The Chief Minister of a communist ruled state calls up the Union Communications Minister and ignites a revolution. Not a Naxalbari redux, but mobiles phones have broken through the barriers of class in its decade old Indian existence. The hawaii chappal sized handsets have shrank to become pendants hanging from the neck. The CEO's symbol of affluence is now a necessary evil for the chowkidar.
A payment from a newspaper for my efforts in publishing a city guide funded my first mobile phone. It was to me a symbol of my self-sufficiency, an avenue for future growth and a balm for my father's incessant worries about my well-being. But the initial ecstasy lasted as long as my first recharge (my mobile woes demand a separate post, more about them later).
Now when I can talk aloud to myself on a crowded bus and nobody gives a damn (except for the all-ears types in their never ending endeavour of trying to pick some juicy bits).

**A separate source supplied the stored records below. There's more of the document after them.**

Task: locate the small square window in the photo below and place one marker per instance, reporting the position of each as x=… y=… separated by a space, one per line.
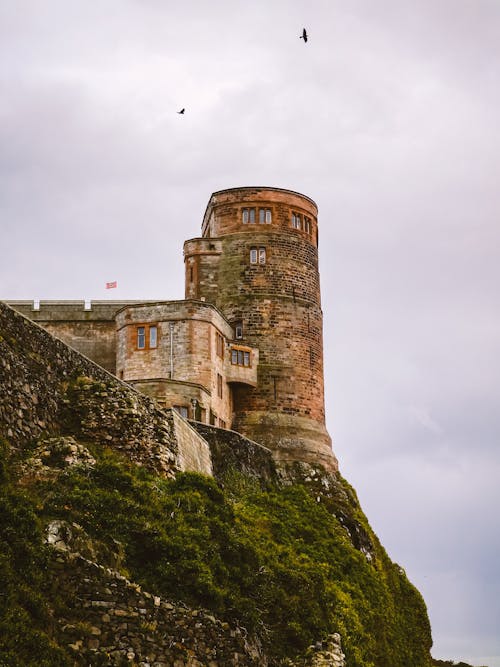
x=248 y=216
x=265 y=216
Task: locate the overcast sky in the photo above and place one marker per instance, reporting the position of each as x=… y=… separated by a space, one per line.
x=389 y=119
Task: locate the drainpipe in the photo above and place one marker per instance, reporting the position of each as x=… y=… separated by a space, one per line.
x=171 y=324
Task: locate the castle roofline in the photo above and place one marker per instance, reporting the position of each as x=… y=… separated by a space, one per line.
x=259 y=188
x=198 y=302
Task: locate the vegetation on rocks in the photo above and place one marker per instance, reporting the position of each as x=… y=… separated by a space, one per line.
x=290 y=563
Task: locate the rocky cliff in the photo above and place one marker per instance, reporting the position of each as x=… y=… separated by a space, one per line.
x=116 y=550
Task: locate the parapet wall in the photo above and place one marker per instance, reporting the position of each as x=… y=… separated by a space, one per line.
x=87 y=326
x=47 y=388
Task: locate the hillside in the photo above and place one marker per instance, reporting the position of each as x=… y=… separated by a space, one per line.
x=111 y=555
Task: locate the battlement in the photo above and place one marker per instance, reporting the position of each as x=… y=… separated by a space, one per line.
x=60 y=310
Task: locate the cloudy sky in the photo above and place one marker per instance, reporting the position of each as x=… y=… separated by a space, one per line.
x=388 y=119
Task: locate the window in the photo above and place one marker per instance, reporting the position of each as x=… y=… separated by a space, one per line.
x=248 y=216
x=265 y=216
x=141 y=338
x=153 y=336
x=147 y=336
x=258 y=255
x=296 y=221
x=240 y=357
x=219 y=344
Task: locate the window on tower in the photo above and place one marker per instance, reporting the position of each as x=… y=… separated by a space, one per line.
x=147 y=337
x=258 y=255
x=248 y=216
x=265 y=216
x=219 y=344
x=238 y=329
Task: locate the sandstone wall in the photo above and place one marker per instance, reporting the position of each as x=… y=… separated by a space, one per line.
x=87 y=327
x=47 y=389
x=277 y=300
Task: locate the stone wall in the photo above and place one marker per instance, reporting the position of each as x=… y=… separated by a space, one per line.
x=109 y=620
x=186 y=351
x=48 y=388
x=88 y=327
x=231 y=450
x=278 y=303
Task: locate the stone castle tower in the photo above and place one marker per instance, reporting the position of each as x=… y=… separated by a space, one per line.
x=257 y=262
x=244 y=350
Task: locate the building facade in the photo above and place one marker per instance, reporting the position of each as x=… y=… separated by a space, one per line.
x=244 y=350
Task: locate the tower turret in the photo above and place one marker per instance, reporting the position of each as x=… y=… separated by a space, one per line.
x=257 y=261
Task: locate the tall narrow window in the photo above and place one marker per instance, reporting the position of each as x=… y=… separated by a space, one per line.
x=146 y=336
x=141 y=338
x=219 y=344
x=153 y=336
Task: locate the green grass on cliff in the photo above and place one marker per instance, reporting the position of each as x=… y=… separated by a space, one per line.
x=277 y=561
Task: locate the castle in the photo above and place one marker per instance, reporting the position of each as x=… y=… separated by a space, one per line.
x=244 y=350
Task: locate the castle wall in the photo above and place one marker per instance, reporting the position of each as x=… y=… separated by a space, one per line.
x=263 y=275
x=187 y=351
x=88 y=327
x=49 y=389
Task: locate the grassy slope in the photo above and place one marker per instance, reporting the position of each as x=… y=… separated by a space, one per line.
x=278 y=560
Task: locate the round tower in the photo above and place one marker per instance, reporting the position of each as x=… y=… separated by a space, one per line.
x=257 y=261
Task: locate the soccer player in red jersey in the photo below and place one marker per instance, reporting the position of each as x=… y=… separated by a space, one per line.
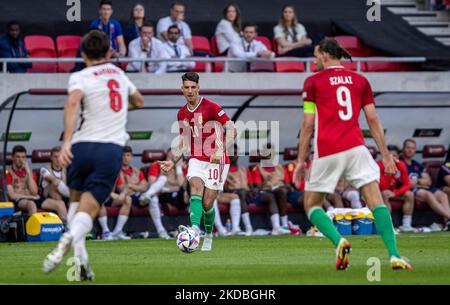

A decade earlier I would have paid for the college education of a psychiatrist's kid. With call rates as low as 75 paise (approximately 0.34 cents) a minute I might as well speak to someone.
In town, out of it, in the loo or out there in the meadows I am never alone and neither are 60 million other Indians.
22 August 2005 marked the tenth anniversary of that momentous phone call. 10 years down the calendar and I can even blog from my mobile!